Fuu knelt by her and took her arm. "What do you mean?"

"Mugen," whispered the girl.

Jin stood up, setting his swords in his belt. "So it was a trap."

Koza nodded miserably and the three of them set out for the dock, gazing in horror at the burning ship visible for miles. "It's the pirate ship!" whimpered Koza.

"Who's on that ship?" Fuu grabbed her and shook her. "Koza, who..."

Koza pulled away from Fuu, her hand to her mouth. "Mugen."

There was a tremendous explosion and the air seemed to quiver around them. Koza sank down, sobbing as if her heart was broken, while Jin stared in shock at the fire melting away into the water as the ship sank. Then Fuu screamed.

"NO! MUGEN!"

She started to run down to the water and Jin seized her. "Calm yourself!"

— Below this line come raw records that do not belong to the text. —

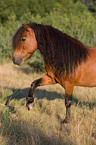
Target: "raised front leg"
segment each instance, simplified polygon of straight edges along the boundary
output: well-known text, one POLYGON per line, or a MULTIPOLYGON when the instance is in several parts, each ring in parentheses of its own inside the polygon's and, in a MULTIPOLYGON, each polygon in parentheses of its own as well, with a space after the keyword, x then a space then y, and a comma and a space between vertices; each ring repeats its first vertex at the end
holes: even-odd
POLYGON ((66 117, 65 117, 64 123, 69 123, 71 121, 72 93, 73 93, 73 86, 65 88, 66 117))
POLYGON ((52 85, 52 84, 56 84, 57 82, 48 74, 46 74, 44 77, 37 79, 35 81, 32 82, 31 84, 31 88, 29 90, 29 94, 26 97, 27 103, 26 106, 28 107, 28 110, 32 109, 34 106, 34 90, 35 88, 39 87, 39 86, 43 86, 43 85, 52 85))

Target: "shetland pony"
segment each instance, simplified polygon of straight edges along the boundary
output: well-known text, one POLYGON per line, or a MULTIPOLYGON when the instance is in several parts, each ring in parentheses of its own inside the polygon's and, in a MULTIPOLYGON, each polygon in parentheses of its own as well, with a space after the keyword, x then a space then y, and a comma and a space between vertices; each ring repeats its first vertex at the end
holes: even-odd
POLYGON ((96 47, 89 48, 51 26, 30 23, 17 30, 13 48, 16 65, 22 65, 37 49, 45 63, 46 75, 32 82, 26 97, 28 109, 33 108, 33 94, 38 86, 59 83, 66 94, 64 123, 69 123, 74 86, 96 86, 96 47))

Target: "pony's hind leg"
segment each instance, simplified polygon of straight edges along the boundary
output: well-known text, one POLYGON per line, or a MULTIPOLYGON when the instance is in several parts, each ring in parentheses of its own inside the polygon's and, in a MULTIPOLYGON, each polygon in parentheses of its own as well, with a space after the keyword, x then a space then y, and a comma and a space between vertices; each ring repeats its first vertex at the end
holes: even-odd
POLYGON ((71 104, 72 104, 72 93, 73 93, 73 86, 66 86, 65 87, 65 106, 66 106, 66 117, 63 123, 70 123, 71 121, 71 104))
POLYGON ((49 75, 45 75, 44 77, 37 79, 32 82, 31 88, 29 90, 28 96, 26 97, 27 103, 26 106, 28 110, 32 109, 34 107, 34 90, 35 88, 43 85, 51 85, 51 84, 56 84, 57 82, 49 75))

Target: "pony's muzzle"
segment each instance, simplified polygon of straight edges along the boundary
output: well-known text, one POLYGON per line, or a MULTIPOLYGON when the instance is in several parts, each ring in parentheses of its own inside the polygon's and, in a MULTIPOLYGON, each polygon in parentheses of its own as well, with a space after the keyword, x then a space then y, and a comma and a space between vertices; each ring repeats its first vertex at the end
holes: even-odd
POLYGON ((22 56, 18 56, 18 57, 13 56, 13 58, 12 58, 13 63, 17 64, 17 65, 21 65, 22 60, 23 60, 22 56))

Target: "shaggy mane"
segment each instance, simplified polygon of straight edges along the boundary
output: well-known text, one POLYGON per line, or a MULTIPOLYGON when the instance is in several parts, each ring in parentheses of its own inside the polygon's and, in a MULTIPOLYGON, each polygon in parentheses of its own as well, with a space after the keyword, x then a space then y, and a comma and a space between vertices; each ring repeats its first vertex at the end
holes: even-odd
MULTIPOLYGON (((75 68, 86 61, 88 47, 67 34, 52 26, 30 23, 35 32, 38 49, 43 55, 48 66, 59 70, 61 73, 72 73, 75 68)), ((13 37, 13 48, 15 49, 25 29, 21 26, 13 37)))

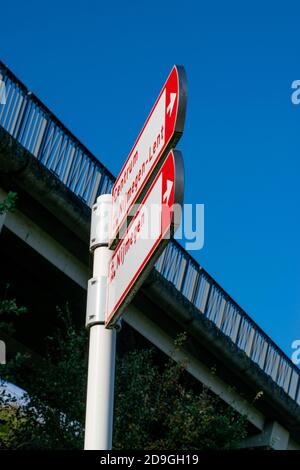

She fought him violently and the samurai's heart constricted. He couldn't say when he had come to love Fuu as a sister, but an affection as strong and true in its way as his feeling for Shino had sprung up in his heart and he couldn't bear to see her in such pain. Did she really love Mugen so much? How could he not have seen it? Then again, he was not well-versed in love. Oh, he had known about brothels and the pleasures of the flesh for years, but love was not something he had ever experienced until he met Shino. That sweet gentle woman, who helped him at the grilled eel stand and talked calmly of going into a brothel to pay her husband's debts, who shared a night with him and finally stood up to her worthless husband, and even now waited for him….Was it possible that the wild Ryukyuan had inspired the kind of feeling in Fuu that Jin had for Shino? He supposed it was, and as he realized what Mugen's loss was going to mean to Fuu, a terrible sorrow closed over him. "You must calm down, Fuu."

She heard the pain in his flat voice and clutched at him, shivering as the last of the flames was quenched. Then there was nothing but the sound of the rain and Koza's sobs.